Erroll Anglin, 50, denies the murder of Christine Haye-Levy at her home in Jervis Close in the early hours of December 11, 2012.
During the trial Mr Anglin told the court how on the night of her death he mistook a wooden spoon for a knife and he never meant to kill her.
In the prosecutions closing statement at Northampton Crown Court yesterday, Matthew Lowe, told the jury his case was Mr Anglin killed Ms Haye-Levy unlawfully and not in reasonable self defence.
He said: “The prosecution say that if an individual arms themselves with a knife and then uses that knife repeatedly to inflict blows to a victim that person’s intention at that moment is clear.
“The use of the weapon, the number of blows and the extent of the injuries tell us clearly that at the moment in time the intention was at the very least to cause very serious harm.
“The fact that a few moments later the individual regretted what he has done is of little assistance to a jury determining what was going through his mind at that time.”
Ms Haye-Levy sustained four wounds on the night of her death, one which was believed to be the primary cause of her death punctured her right lung after entering her body just below the collar bone.
He added: “This defendent is far from stupid. He may not be able to read but you will not confuse that with a lack of intelligence. He knows how he needs to present himself to you in the box, he is clever enough to come up with potential answers to some of the evidence presented to you. The prosecution say that many of these answers are incredibly implausible.”

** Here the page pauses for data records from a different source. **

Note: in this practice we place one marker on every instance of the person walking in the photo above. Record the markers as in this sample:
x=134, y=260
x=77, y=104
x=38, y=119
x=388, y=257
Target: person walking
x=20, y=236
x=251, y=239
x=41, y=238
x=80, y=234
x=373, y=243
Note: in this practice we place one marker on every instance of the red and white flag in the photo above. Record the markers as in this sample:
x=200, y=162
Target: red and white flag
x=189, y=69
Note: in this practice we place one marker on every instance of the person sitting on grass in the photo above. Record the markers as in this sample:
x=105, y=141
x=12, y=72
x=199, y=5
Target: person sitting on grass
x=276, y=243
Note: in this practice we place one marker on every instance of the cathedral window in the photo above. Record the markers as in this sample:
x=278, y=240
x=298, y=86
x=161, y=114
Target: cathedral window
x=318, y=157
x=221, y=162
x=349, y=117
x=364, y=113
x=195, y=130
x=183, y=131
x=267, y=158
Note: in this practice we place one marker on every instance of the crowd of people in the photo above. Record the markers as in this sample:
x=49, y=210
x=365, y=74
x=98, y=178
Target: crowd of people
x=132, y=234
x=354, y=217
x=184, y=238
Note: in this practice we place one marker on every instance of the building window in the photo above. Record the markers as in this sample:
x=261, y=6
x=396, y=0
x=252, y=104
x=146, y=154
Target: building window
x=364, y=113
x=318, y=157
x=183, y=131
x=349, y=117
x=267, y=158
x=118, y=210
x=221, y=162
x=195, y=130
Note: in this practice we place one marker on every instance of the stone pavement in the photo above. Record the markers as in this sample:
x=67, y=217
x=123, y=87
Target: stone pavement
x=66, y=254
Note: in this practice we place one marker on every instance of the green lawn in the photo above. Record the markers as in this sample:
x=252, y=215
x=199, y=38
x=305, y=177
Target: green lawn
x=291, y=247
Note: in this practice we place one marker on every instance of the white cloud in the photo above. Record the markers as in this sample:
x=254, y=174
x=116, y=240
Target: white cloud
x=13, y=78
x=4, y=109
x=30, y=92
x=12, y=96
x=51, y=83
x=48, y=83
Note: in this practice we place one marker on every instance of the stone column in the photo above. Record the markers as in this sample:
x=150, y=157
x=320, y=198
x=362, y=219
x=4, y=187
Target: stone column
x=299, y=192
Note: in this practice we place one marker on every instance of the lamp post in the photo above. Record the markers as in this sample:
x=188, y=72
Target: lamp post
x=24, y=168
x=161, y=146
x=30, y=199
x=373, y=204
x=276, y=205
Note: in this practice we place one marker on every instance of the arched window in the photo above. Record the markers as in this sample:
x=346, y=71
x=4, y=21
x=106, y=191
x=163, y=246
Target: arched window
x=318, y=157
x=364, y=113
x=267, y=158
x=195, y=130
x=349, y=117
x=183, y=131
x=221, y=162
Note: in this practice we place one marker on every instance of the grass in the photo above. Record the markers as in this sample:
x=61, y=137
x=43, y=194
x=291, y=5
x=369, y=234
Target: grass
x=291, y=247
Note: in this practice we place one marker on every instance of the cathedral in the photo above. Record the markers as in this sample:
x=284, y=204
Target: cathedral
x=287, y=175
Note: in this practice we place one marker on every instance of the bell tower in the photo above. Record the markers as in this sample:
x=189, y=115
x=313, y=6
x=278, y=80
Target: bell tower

Mr Lowe reminded the jury of an audio recording they heard last week of a fierce argument between the couple. He asked them if the tone heard in that argument was consistent with Mr Anglin’s description of himself as a man frightened of his partner who ‘mashed’ him up.
In his closing statement the defence, Adrian Redgrave, said the audio recording showed the way in which the couple conducted the arguments they had.
He said: “Look at the life they had in Birmingham with him [Anglin] wandering the streets trying to find a job and her [Ms Haye-Levy] stuck in a high rise flat, it’s a recipe for discord, arguments and resentment. It’s not difficult to imagine the real problems that started. You may think people make allegations when they are frustrated and unable to see what the future holds.”
Addressing the night of Ms Haye-Levy’s death, Mr Redgrave said: “You can compare the two items [knife and wooden spoon] but it’s very different an hour or so into an argument that has descended into violence and with only fairy lights on, look at the circumstances and ask yourself if there isn’t room for error.”
He added: “After realising what he had in fact done I invite you to consider the way he behaved. He didn’t in anyway try to get rid of the knife he was out shouting to get the police and trying resuscitation and mouth to mouth.
“And when it was realised she was dead he went back inside and washed some of the blood off his face, no one is trying to suggest he was trying to remove all the traces of blood, because as soon as the police got there he asked them to arrest him.”
The jury will continue its deliberations tomorrow (Friday).